Recall that the first step by the MTA is to find out the name of the appropriate MX server. Thus the first step should be to query the MX server of the domain name in the email, "whoisxmlapi.com", which can even be done manually as described in the previous section. 

It can be the case though that the domain does not at all exist, so certainly the domain itself should be valid. This can be easily found out with a DNS lookup: a nonexistent domain will result in an NXDOMAIN reply of the host command. If once we are to validate an email address, however, the API will of course do this for us, and there will be two types of information of this kind in the results: 

  • dnsCheck will be true if the domain exists, and false otherwise. 
  • mxRecords will provide the actual list of mail servers. If the DNS check returns "true" while this list is empty or has a single element, ".", it means that even though the domain itself exists, it is not configured for email exchange. 

2.3 SMTP check 

If the domain exists and there are MX servers nominated, the next step is to check if any of them can actually be connected via SMTP. This is done by initiating a communication and eventually imitating a mail sending operation to the address being validated. 

Again, this can be done manually, e.g., by connecting the servers via telnet as described above and doing the appropriate conversation. However, as said before, it might be impossible from a workstation's IP because of firewall rules of our network. Also, there is a risk that our simulated email sending communication is found suspicious by some protective automatism on the mail server's side, especially when we do it for many addresses in bulk. As a negative consequence our IP can get blacklisted. 

Luckily, the API does this favor for us. In the reply, the field smtpCheck will be true if at least one MX server could be successfully connected and it was ready to receive emails for the address. The field's value will be false otherwise. 

2.4 Catch-all address check 

At this point we can be almost sure that an email sent to the address being validated will be actually taken by the MX server. On the receiver side, it should end up in a mailbox. While it is not possible to find out whether the mail will end up in a spam folder (this is done entirely in the receiver's system internally), we can still get some information about the nature of the mailbox. 

Namely, if we send an address to an invalid email account in a domain, normally our message bounces back with an error that should have been already detected by the SMTP check. There is another option, too. Some MX servers accept all inbound messages but those which belong to a nonexistent account will end up in one or more accounts termed as the "catch-all email addresses". 

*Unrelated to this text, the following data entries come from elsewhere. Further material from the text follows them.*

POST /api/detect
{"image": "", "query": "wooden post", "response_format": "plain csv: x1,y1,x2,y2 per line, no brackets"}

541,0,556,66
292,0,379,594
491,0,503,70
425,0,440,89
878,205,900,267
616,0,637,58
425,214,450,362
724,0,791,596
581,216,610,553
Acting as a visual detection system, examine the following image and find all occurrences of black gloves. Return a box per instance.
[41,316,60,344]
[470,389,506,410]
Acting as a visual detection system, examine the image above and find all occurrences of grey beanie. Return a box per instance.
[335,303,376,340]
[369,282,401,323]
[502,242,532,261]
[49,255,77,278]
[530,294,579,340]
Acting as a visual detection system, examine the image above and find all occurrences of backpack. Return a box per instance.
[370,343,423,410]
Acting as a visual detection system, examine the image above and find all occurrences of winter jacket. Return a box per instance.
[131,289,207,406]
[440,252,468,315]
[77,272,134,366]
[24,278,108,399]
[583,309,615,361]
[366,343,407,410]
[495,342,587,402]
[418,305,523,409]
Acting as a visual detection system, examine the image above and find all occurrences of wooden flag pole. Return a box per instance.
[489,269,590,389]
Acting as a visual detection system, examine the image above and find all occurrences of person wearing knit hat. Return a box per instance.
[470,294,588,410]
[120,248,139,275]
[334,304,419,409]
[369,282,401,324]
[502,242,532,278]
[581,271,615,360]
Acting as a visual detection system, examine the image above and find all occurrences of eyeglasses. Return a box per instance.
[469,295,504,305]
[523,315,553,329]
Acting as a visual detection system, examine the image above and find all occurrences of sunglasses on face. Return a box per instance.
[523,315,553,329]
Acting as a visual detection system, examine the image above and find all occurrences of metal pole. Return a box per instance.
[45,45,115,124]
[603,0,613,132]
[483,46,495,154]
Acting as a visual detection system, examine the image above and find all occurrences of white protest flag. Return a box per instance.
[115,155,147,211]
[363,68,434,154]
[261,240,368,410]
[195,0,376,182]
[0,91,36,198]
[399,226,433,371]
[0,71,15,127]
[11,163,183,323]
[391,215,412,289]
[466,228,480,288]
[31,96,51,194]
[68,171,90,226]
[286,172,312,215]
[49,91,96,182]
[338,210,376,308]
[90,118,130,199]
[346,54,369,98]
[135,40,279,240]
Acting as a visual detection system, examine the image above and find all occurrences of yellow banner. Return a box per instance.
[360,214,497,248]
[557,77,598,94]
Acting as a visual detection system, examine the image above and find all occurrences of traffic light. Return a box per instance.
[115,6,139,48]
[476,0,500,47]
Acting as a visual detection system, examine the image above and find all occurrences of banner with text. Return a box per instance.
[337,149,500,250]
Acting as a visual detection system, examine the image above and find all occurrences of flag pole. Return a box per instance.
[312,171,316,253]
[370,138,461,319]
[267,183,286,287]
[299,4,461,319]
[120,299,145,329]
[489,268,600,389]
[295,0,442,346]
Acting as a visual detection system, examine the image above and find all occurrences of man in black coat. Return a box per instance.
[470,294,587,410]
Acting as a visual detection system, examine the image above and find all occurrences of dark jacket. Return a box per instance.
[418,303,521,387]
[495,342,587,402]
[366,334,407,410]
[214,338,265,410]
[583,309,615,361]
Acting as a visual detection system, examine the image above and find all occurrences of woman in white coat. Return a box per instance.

To detect this, one just has to verify the existence of one or more email addresses with a randomly generated account name in the given domain: if they work, there should be a catch-all address there. The API will do this for us, too: the output field catchAllCheck will be "true" if and only if the email address' domain has a catch-all address. 

2.5 Mail provider type check 

It may also be of interest whether the email address belongs to a free email service provider like Yahoo! or Google Mail, or it is run by some entity (like a company, academic organization, etc.) who does not give an email address to anyone upon request. The way to determine that is to look the address up in various databases, and indeed, the API will do this, too. The result field freeCheck will let us know. 

2.6 Disposable email check 

Another aspect is the question of disposable email addresses. There are email providers who offer short-lived email addresses. These are used, for instance, by those who want to use services which require registration, but do not expect any email correspondence from there, nor do they want to receive any marketing material. There are databases about such providers, one of the most comprehensive is also available for purchase as a whole. The Email Verification API will look up the mail address to be checked in this database and return a true~/~false value in the disposableCheck field. 

3. Using the API 

Let us now see a few examples of how the API works. Being a standard RESTful API capable of producing XML and JSON output, it can be easily invoked with the curl utility in its simplest form: 

curl --get  "https://emailverification.whoisxmlapi.com/api/v1?apiKey=YOUR_API_KEY&emailAddress=not.a.valid_email" | jq

Here "YOUR_API_KEY" should be replaced with your API key, just subscribe for a free access. We have added | jq to get a nicely tabulated and colored terminal output, it can be omitted if jq is not installed on your system or you prefer raw JSON output. In this example we try validating not.a.valid_email as an email address which is obviously invalid. Indeed, we get: 

{
 "ErrorMessage": [
   {
     "Error": "The email address must be a valid email address."
   }
 ]
}

Let us now try checking a syntactically valid and existing mail address: 

curl --get  "https://emailverification.whoisxmlapi.com/api/v1?apiKey=YOUR_API_KEY&[email protected]" | jq

resulting in 

{
 "emailAddress": "[email protected]",
 "formatCheck": "true",
 "smtpCheck": "true",
 "dnsCheck": "true",
 "freeCheck": "false",
 "disposableCheck": "false",
 "catchAllCheck": "true",
 "mxRecords": [
   "alt1.aspmx.l.google.com.",
   "aspmx2.googlemail.com.",
   "aspmx.l.google.com.",
   "aspmx3.googlemail.com.",
   "alt2.aspmx.l.google.com."
 ],
 "audit": {
   "auditCreatedDate": "2021-01-06 15:01:54.000 UTC",
   "auditUpdatedDate": "2021-01-06 15:01:54.000 UTC"
 }
}

As you can see, "[email protected]" is a well-formatted and properly configured, existing email address, which is not at a free provider and is not disposable. The audit dates reflect when the validation actually took place. Indeed, this is our support email address waiting for your requests. Also, we do have a catch all address, we shall see a consequence of this later. 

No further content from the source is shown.